Metro

$338M NJ lotto winner accused of stiffing landlord, neighbors

New Jersey’s $338 million Powerball winner stiffed his neighbors and skipped out without paying his rent, it was charged Wednesday.

Pedro Quezada, of Passaic, was already being sued by his former live-in girlfriend, the mother of one of his children, for a chunk of the winnings.

But now it turns out that Quezada, 44, reneged on a promise to pay rent for all the neighbors on his block for a month or more.

Quezada was treated as a hero — before he moved out, leaving his neighbors high and dry, they said.

“He promised the whole street, but he never followed through,” neighbor Sreafim Ariza told the Daily Mail.

Quezada won one of the highest-ever Powerball jackpots last spring and took a lump sum payment of $152 million.

But he didn’t pay the $7,250 of his own rent that he owed when he left, landlord Kujtim Sulejmani said.

“It doesn’t get any lower than that,” Sulejmani told the newspaper. “He didn’t pay his own. Forget the rest of them.”

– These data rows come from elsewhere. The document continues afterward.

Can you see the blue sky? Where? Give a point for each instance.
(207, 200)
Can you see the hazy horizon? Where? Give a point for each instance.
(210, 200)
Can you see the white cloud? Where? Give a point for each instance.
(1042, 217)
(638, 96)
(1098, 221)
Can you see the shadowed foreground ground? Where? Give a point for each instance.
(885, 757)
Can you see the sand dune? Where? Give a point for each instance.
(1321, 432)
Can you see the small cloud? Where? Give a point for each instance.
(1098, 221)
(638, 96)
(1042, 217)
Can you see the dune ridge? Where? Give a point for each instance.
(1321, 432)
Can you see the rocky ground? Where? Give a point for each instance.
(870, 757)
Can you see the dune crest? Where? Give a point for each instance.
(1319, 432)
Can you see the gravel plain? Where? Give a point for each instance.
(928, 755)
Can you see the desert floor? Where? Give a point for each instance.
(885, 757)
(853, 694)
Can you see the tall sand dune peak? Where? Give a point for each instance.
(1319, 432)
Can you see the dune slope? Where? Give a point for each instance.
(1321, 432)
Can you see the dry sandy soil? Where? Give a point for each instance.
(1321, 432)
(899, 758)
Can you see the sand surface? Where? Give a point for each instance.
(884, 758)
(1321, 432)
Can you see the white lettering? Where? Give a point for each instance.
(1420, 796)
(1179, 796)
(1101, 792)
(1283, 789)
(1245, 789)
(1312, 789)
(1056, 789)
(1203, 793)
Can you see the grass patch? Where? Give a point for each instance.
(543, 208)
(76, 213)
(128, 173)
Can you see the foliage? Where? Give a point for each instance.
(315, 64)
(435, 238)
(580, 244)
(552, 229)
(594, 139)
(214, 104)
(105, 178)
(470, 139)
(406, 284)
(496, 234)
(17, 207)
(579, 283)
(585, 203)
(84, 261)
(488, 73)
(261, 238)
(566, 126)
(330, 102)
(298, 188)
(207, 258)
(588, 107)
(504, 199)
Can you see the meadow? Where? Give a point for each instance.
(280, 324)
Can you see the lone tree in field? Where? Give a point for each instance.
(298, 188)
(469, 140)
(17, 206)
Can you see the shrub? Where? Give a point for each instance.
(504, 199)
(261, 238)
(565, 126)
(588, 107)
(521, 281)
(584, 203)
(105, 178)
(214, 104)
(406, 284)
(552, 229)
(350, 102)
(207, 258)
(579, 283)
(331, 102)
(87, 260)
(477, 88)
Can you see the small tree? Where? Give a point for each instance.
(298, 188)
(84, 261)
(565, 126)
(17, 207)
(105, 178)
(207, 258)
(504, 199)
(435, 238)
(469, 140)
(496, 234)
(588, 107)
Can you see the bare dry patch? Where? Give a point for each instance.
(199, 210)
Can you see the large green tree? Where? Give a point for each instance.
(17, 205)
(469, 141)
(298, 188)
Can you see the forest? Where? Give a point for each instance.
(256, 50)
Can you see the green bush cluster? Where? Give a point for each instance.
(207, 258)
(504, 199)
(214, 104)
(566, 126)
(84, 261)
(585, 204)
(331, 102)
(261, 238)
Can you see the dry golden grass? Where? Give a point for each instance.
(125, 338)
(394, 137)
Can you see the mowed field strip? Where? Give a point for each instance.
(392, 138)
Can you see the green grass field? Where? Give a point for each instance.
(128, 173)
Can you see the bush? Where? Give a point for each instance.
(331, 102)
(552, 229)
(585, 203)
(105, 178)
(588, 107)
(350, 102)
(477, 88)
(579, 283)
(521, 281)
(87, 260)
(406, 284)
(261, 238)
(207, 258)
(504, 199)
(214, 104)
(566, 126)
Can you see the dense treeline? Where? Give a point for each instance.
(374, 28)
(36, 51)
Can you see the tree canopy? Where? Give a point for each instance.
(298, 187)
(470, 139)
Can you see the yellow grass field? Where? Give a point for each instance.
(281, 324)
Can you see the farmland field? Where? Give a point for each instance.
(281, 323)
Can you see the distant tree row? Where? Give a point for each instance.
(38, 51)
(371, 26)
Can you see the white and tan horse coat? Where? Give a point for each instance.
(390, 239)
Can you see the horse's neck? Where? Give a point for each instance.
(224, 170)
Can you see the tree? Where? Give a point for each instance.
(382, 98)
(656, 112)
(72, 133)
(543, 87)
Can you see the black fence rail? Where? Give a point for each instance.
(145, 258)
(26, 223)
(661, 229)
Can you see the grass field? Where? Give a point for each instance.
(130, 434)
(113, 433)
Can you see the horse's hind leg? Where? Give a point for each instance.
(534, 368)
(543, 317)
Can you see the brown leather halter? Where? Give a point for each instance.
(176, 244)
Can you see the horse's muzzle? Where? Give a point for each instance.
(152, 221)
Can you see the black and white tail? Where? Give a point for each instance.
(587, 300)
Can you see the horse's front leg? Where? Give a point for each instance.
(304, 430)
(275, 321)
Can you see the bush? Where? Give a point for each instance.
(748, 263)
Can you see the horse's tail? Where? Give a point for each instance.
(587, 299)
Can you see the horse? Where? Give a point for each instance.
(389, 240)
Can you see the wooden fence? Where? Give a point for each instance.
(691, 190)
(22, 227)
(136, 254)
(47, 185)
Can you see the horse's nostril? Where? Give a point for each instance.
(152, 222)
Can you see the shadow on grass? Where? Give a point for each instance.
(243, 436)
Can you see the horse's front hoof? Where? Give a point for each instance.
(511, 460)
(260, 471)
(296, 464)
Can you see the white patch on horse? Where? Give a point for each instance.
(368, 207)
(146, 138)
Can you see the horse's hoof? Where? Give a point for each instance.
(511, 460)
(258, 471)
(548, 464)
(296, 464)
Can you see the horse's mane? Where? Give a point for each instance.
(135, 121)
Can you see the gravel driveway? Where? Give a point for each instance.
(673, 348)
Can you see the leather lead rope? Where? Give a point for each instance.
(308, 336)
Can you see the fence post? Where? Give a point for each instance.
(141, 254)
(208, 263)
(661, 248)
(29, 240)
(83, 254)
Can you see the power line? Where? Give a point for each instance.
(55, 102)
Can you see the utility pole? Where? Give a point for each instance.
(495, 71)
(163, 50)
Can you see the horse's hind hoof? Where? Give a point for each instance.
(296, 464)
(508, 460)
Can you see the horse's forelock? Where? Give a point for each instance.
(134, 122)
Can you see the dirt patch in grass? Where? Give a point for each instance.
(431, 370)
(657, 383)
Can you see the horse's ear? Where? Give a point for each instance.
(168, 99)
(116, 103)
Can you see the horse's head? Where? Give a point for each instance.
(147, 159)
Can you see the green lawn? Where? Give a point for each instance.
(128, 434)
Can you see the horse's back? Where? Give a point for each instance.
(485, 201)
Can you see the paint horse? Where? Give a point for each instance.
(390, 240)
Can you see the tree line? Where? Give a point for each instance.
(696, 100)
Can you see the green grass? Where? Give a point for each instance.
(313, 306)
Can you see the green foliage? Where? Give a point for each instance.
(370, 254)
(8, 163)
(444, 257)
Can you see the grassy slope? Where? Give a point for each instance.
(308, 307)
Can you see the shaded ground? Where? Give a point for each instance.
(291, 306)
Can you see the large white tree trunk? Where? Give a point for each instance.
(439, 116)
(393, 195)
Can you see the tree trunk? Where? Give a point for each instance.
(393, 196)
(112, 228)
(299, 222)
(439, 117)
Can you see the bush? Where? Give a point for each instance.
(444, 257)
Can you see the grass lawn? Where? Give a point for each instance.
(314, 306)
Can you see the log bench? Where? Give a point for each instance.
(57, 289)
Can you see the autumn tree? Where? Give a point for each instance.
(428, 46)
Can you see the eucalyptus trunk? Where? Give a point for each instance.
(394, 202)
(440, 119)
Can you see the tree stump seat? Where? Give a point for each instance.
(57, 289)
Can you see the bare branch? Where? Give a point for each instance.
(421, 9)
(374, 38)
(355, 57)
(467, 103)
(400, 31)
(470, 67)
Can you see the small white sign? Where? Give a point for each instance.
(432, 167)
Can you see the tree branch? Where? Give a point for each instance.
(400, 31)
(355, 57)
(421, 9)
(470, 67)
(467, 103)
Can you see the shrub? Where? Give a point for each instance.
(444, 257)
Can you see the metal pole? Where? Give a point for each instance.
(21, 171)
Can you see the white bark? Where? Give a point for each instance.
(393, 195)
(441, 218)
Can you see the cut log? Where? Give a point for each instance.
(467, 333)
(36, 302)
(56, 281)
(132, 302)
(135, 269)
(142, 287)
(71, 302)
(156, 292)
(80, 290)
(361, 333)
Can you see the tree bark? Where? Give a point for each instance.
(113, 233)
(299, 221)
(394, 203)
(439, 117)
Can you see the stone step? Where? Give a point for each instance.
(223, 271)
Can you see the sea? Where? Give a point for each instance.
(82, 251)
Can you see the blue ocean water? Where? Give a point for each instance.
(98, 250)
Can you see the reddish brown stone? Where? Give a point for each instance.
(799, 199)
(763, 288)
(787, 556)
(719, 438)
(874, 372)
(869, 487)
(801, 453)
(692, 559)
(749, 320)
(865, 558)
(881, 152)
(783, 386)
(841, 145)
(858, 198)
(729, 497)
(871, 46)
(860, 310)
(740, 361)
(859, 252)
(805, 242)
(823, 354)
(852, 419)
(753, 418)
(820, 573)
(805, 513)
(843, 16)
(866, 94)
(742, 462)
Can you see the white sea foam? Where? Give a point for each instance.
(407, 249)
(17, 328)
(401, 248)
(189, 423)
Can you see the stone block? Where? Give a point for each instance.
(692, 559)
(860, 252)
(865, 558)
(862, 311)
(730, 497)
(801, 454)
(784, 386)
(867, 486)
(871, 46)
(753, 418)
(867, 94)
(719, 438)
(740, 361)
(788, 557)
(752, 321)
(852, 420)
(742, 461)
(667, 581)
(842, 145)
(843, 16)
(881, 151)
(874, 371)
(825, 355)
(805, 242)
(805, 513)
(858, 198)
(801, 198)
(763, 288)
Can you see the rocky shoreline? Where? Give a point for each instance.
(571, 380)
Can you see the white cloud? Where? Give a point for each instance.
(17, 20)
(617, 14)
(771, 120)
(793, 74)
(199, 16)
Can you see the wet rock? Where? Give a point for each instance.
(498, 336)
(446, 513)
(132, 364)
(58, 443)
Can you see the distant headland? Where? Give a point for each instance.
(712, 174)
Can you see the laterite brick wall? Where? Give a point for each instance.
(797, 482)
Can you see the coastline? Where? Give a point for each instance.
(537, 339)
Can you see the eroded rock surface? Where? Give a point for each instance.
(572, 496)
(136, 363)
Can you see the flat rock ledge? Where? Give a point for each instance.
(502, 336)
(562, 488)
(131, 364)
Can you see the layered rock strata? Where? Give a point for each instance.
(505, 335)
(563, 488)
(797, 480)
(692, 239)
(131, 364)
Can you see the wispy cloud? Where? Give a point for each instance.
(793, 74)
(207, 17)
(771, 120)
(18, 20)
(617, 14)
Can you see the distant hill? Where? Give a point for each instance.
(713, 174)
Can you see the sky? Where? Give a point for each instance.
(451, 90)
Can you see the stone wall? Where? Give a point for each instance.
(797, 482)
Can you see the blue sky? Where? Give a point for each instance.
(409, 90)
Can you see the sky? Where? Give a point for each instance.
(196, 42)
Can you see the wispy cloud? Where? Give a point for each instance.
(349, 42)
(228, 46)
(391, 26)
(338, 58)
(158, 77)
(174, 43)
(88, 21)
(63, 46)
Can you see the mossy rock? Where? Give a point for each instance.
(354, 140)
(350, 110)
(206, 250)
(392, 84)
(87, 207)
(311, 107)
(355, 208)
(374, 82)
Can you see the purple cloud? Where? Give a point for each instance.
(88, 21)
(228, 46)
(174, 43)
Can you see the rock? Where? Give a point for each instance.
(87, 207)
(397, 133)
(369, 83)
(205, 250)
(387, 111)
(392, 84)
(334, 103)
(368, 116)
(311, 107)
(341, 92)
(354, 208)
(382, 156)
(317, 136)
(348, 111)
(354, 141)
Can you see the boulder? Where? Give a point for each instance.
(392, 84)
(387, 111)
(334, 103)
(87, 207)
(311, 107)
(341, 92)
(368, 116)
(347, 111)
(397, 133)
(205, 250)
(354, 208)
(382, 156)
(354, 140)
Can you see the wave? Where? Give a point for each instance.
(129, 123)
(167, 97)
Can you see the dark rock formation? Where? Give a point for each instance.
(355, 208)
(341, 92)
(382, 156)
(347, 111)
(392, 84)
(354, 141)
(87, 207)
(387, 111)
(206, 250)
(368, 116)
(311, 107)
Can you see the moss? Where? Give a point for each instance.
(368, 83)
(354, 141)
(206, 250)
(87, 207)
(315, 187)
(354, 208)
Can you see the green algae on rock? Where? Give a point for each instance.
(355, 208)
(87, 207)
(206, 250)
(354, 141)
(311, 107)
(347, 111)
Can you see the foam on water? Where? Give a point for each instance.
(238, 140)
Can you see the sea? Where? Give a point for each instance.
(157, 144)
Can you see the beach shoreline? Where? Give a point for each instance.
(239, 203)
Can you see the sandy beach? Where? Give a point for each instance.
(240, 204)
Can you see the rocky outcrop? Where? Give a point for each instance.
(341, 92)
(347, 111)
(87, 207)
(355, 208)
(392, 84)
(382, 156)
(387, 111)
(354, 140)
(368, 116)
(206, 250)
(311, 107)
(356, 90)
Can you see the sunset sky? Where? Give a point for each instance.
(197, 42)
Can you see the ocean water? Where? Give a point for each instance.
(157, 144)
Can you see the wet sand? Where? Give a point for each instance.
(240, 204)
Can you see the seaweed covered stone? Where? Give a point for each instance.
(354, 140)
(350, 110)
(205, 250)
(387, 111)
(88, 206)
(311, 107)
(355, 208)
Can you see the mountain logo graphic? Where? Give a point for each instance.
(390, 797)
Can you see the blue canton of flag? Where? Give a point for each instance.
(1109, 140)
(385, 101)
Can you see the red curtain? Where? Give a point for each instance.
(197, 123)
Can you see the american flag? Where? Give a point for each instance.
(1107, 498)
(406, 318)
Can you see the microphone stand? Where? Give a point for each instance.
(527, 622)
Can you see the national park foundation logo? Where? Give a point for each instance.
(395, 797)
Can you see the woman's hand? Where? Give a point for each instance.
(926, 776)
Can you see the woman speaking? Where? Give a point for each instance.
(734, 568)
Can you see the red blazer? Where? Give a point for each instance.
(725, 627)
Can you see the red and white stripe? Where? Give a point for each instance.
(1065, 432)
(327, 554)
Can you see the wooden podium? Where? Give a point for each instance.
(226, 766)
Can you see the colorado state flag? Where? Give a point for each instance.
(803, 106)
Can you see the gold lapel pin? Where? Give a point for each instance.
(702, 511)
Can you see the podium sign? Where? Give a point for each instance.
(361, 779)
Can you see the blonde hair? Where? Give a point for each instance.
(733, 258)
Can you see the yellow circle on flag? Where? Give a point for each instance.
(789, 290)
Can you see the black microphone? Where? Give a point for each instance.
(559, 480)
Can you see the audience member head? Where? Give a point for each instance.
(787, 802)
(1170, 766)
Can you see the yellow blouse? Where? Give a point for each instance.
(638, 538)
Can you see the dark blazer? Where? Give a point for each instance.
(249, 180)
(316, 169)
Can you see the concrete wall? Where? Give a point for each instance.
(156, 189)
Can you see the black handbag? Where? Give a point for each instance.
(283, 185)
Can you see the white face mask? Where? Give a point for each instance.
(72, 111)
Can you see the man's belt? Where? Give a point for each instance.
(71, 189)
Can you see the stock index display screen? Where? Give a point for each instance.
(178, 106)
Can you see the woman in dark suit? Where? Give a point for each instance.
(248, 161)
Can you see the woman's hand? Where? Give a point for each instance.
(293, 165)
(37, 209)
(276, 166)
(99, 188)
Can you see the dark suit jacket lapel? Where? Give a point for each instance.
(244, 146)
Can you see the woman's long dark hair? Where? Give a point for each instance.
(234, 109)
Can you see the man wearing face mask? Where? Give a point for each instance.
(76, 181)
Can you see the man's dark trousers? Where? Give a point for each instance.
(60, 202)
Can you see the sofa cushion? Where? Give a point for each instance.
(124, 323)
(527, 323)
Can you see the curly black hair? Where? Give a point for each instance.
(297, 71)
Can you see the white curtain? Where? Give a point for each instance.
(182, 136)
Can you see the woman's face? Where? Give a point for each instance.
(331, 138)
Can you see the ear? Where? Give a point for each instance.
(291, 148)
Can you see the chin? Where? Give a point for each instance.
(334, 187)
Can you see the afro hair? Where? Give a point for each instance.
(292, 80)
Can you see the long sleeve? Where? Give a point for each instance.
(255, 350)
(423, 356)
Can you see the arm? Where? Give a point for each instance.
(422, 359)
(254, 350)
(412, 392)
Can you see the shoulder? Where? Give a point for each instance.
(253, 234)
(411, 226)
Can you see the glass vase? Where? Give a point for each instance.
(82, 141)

Quezada is embroiled in a legal battle with Ines Sanchez. He lived with her for 10 years and they owned a bodega together.

Sanchez reportedly moved out of a Clifton home that Quezada bought with some of his winnings. She claims that playing the lottery was a joint venture of the couple.

But Quezada maintains she isn’t entitled to any of the winnings because they were never married.